I initiated trying other positions to push, but the fetal heart rate monitor kept sliding off and the midwives were irked by my attempts. And gave up and persisted under their direction. (Ugh.)
Finally, Hugo came out! However, this moment wasn’t the glorious moment we see in the movies. His head was badly cone-shaped from the may failed attempts, but more importantly his head was purple and his body was limp. He was barely breathing, barely grunting. They got him to the RT right away, and I watched my baby in the corner struggle to breathe. Guillermo and I tried not to panic. I had seen this scene in tv shows and in the movies. The baby can be okay. He will be fine. But, I couldn’t celebrate. They tried to pass him back for skin-to-skin, but he still was grunting for breath and the midwife was asking me to push my placenta out at the same time. I asked them to take the baby and help him.

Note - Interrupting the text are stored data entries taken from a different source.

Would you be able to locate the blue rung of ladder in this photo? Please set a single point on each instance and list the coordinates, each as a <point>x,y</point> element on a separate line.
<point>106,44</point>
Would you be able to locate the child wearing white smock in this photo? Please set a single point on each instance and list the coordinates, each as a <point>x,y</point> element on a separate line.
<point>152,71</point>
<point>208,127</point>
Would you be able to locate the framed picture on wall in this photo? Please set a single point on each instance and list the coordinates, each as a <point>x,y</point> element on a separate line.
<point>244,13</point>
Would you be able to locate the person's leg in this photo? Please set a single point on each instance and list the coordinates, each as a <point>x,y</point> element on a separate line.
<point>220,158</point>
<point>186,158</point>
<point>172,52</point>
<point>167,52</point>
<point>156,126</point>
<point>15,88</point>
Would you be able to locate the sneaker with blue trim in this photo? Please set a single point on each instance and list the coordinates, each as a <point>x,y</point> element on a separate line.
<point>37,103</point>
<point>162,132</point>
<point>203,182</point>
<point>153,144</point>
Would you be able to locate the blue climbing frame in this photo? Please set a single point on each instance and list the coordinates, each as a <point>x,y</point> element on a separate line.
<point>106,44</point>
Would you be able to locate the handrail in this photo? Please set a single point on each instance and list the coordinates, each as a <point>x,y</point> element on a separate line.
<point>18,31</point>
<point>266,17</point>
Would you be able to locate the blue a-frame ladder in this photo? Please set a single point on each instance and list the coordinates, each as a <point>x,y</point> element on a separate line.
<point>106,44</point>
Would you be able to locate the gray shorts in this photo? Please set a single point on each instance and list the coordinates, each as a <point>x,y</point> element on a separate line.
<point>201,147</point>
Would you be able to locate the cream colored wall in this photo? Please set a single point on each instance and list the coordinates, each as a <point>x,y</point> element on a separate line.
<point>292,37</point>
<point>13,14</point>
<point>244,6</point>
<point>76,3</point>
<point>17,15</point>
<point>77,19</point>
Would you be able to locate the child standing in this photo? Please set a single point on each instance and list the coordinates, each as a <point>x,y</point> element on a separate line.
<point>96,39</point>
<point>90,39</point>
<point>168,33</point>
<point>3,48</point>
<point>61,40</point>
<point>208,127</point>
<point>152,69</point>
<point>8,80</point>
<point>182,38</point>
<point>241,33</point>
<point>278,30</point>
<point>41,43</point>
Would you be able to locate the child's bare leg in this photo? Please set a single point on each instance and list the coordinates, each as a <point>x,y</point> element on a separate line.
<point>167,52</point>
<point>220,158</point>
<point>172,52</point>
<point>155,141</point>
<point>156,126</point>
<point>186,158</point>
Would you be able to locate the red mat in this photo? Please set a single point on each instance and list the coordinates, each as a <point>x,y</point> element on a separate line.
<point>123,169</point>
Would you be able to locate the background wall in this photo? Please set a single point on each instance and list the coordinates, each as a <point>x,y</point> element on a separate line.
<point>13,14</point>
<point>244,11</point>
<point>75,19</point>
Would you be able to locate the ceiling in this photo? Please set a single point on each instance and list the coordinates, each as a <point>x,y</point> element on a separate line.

The most physically uncomfortable part of the day had yet to begin. My placenta, after 40 minutes, was still not detaching. The baby was in another area with the RT, on a CPAC machine. Guillermo was checking on him, and I was trying to focus on getting my placenta out. Sadly, it had to be removed by an OB fellow (no one else was available, and even he could not arrive until 2 hours after birth).
Two hours after birth, I had an OB fellow reach his entire forearm inside me and begin manually removing my placenta. Um, it did not come out easily. He struggled, and he was surprised. Blood everywhere.
Without a doubt, this was not what I expected for my birth. In fact, nothing in early motherhood has been what I expected. I will share the first month of motherhood in my next post. But what I will say is that I was ready for challenge, I was ready for a life-changing love. And a life-changing love in the greatest capacity is exactly what was to come of this day.
May 27th, 6:27pm, my favourite new human turned me on my head (almost literally). Welcome, sweet boy.